Check for the schema.

In [35]:
%%bigquery
SELECT column_name, data_type
FROM `racing.INFORMATION_SCHEMA.COLUMNS`
WHERE table_name = 'race_results'
ORDER BY ordinal_position

  query_result = wait_for_query(self, progress_bar_type, max_results=max_results)
  record_batch = self.to_arrow(


Unnamed: 0,column_name,data_type
0,participants,"ARRAY<STRUCT<splits ARRAY<FLOAT64>, name STRING>>"
1,race,STRING


The participant field is STRUCT. In BigQuery STRUCT is called RECORD. From the schema, which field is the array? the participants.splits is the answer.
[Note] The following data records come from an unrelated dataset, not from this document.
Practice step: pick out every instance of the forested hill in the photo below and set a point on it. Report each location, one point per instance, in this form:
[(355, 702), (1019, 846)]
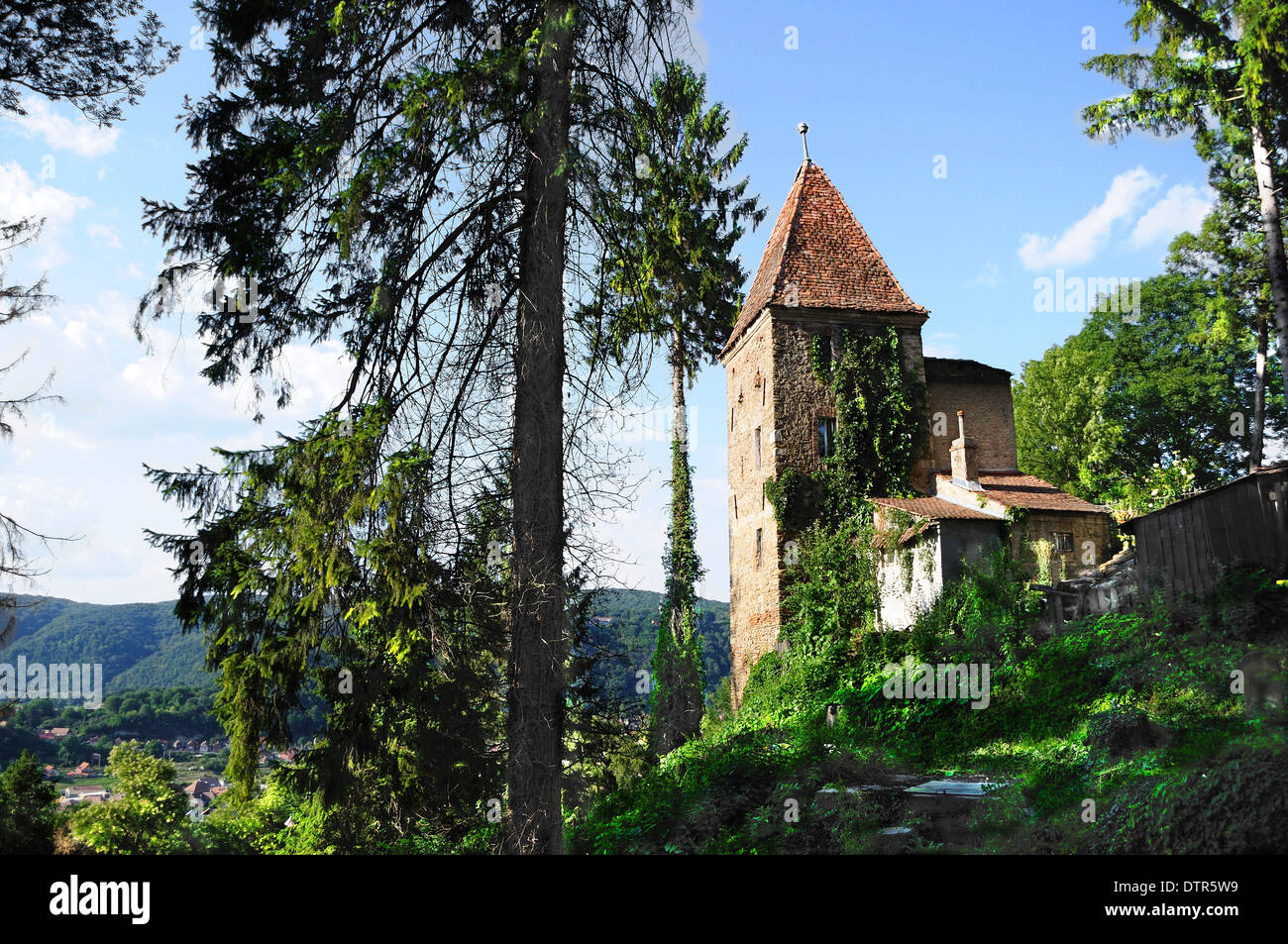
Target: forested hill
[(141, 644)]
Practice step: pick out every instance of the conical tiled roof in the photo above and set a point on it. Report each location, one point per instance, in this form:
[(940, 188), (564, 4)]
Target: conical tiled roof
[(818, 245)]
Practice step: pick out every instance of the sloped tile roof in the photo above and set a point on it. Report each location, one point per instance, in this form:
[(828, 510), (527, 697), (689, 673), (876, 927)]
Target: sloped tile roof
[(1017, 489), (819, 245), (964, 371), (934, 507)]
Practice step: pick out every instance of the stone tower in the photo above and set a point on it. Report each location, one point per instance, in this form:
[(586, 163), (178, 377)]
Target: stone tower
[(819, 271)]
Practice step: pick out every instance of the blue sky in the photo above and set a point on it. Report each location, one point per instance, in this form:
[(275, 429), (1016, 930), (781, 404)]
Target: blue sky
[(987, 94)]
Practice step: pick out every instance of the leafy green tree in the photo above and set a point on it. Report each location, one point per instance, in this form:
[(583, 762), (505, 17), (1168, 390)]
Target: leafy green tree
[(75, 52), (419, 180), (1095, 413), (1229, 249), (26, 809), (327, 590), (1216, 60), (147, 816), (675, 279)]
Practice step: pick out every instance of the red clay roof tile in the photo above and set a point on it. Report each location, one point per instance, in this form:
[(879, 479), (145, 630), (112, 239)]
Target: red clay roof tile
[(819, 245)]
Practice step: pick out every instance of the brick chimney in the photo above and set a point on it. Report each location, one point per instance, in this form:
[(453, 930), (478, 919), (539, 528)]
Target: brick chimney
[(964, 458)]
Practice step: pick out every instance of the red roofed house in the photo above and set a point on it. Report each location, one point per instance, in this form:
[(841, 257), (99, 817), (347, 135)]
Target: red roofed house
[(820, 273)]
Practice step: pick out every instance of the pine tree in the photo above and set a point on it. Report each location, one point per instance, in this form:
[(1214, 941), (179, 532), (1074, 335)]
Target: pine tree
[(675, 282), (1223, 59), (420, 180)]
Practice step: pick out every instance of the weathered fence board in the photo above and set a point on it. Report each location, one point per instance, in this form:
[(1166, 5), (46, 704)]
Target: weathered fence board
[(1243, 523)]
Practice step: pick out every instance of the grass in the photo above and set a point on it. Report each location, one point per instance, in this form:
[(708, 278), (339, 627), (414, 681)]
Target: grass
[(1131, 711)]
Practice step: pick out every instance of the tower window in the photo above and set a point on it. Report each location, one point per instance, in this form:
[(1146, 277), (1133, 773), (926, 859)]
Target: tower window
[(825, 437)]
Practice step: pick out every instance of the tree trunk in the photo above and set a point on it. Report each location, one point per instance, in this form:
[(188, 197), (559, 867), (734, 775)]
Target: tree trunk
[(1258, 404), (536, 685), (1275, 262), (679, 417)]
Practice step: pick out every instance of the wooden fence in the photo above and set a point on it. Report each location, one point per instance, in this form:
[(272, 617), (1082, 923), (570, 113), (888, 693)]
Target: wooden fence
[(1189, 543)]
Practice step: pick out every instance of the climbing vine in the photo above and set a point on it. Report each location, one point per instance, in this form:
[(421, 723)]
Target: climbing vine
[(880, 430)]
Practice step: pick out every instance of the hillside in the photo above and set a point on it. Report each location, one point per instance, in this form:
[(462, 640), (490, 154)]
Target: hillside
[(142, 646)]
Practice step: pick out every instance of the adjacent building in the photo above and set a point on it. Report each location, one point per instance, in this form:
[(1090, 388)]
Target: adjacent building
[(822, 273)]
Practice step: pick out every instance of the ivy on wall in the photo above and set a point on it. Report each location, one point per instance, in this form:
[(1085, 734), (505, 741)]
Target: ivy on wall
[(880, 432)]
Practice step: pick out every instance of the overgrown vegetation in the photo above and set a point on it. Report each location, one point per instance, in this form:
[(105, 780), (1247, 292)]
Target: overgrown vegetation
[(1132, 711)]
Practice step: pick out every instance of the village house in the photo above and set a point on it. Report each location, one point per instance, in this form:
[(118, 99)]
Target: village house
[(820, 273)]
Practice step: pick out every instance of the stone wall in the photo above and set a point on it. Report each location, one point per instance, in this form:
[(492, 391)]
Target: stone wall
[(771, 385), (754, 583), (990, 421), (1086, 527)]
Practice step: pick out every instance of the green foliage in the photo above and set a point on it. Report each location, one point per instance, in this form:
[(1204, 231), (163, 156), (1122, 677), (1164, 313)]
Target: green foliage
[(674, 215), (26, 809), (1095, 413), (675, 703), (1127, 708), (316, 582), (147, 816), (880, 432)]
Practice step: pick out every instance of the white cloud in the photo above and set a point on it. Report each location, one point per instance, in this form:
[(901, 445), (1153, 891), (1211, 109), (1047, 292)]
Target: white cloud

Let see our data in race_results table.

In [25]:
%%bigquery
SELECT * FROM racing.race_results

  query_result = wait_for_query(self, progress_bar_type, max_results=max_results)
  record_batch = self.to_arrow(


Unnamed: 0,participants,race
0,"[{'splits': [23.4, 26.3, 26.4, 26.1], 'name': ...",800M


There are some runners with the race time on 800m race.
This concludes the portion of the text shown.